Why is the formula ##p = \frac{1}{3}\rho<c^2>## used to calculate the mean square speed at 273K?
Why 273K?

Homework Helper
It works at any temperature. Could you give a bit more context ? Is this a section in your textbook you have a question about or is it in an exercise ?

Faiq
The density of a gas at a temperature of ##273~K## and a pressure of ##1.02*10^5~ Pa## is ##0.9kgm^{-3}##. It may be asssumed to be an ideal gas.
Calculate rms speed at 273K and 546K.

For 273, we were supposed to use the given equation and for second we were supposed to used the ratio of mean square speed and temperature.
My thinking is the equation only applies for those temperature for which we are using the pressure values.

Mentor
You are given pressure and density at 273 K and asked to calculate rms at exactly this temperature, I don't see where is the problem?

Faiq
You are given pressure and density at 273 K and asked to calculate rms at exactly this temperature, I don't see where is the problem?
The confusion I had was why is that formula only applicable for the 273K. That's to say why I can't just put that value down for 546K? Later I realized, the pressure inserted in those equations are the indicator of what temperature should the RMS value be for.

Homework Helper
We're still missing context. Please be a bit more complete in formulating problem statements. This way we spend way too much time dragging out what is troubling you.

Missing:

## The Attempt at a Solution

Accidentally ? Or did you erase them ? That's a no-no in PF !

And anyway, 1. should probably have been
The density of a gas at a temperature of ##273~K## and a pressure of ##1.02*10^5~ Pa## is ##0.9kgm^{-3}##. It may be asssumed to be an ideal gas.
Calculate rms speed at 273K and 546K.
Any word or sentence missing from this full problem statement ? If no, then a list of all variables is good to have at hand.
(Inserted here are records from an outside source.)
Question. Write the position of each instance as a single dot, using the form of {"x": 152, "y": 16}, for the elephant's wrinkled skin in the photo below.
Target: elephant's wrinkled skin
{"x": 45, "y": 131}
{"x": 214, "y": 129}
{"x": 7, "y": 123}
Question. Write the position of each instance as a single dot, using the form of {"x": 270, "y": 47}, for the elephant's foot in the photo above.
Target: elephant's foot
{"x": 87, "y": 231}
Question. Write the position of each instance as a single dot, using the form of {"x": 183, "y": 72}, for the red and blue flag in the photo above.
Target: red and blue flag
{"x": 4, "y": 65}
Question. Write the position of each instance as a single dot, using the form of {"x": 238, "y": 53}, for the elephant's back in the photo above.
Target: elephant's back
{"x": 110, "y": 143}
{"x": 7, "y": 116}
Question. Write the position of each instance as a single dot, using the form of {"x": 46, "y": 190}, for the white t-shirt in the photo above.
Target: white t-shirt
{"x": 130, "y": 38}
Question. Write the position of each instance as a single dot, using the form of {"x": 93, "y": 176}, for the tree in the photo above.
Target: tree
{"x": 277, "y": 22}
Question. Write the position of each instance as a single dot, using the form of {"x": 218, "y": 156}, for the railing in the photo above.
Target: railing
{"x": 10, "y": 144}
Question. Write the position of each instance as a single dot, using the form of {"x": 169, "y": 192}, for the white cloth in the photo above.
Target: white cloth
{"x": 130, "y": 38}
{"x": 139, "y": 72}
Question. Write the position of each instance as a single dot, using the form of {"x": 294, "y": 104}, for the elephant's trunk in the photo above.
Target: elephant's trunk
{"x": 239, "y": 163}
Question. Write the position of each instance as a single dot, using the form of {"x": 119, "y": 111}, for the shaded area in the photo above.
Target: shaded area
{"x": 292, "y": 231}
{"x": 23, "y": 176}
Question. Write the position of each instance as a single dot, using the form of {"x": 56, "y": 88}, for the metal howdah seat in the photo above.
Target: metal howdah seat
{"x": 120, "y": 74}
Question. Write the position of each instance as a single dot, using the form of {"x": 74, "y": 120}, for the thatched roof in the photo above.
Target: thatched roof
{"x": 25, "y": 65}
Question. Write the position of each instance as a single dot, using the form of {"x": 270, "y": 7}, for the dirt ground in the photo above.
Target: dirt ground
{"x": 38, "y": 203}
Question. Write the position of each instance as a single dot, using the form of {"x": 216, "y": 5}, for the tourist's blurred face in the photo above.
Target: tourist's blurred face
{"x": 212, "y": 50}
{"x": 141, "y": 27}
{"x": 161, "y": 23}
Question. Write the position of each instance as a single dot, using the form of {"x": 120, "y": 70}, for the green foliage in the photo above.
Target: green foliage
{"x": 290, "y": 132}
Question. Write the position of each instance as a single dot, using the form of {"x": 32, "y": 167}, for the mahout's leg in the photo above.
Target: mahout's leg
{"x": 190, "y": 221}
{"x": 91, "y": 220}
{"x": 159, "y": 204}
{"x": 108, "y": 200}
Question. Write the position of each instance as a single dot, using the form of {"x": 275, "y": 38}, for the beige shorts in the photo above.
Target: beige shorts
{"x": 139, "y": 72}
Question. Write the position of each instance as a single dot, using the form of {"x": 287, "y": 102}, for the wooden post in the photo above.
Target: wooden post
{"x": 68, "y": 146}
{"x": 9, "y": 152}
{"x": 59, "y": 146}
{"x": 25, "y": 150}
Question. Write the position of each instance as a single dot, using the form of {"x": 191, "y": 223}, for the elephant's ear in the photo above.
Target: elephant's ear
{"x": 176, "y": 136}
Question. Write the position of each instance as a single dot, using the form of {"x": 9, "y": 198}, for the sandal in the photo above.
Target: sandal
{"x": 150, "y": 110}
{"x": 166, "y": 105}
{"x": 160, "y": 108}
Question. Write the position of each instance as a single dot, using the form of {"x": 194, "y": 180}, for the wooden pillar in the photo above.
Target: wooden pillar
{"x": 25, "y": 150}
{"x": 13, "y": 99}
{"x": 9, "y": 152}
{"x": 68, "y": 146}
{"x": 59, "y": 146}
For you too.
For 273, we were supposed to use the given equation and for second we were supposed to used the ratio of mean square speed and temperature.
What given equation ?

Did you do anything at all with the information that the gas can be considered an ideal gas ?

Where did the
formula ##p = \frac{1}{3}\rho<c^2>##
come from ? From the textbook or from the problem statement ? (or perhaps from the solution manual ?)

Faiq
1. No words or sentences are missing.
2. The given equation is ##p = \frac{1}{3}\rho<c^2>##
3. By telling us that it could be considered an ideal gas, permission was given to use the ideal gas law and the provided equation.
4. The formula was supposed to be derived by using the equation ##pV = \frac{1}{3}Nm<c^2>## and ##\rho = \frac{Nm}{V}##

Btw my confusion has been sorted out. Thanks for the help though

• BvU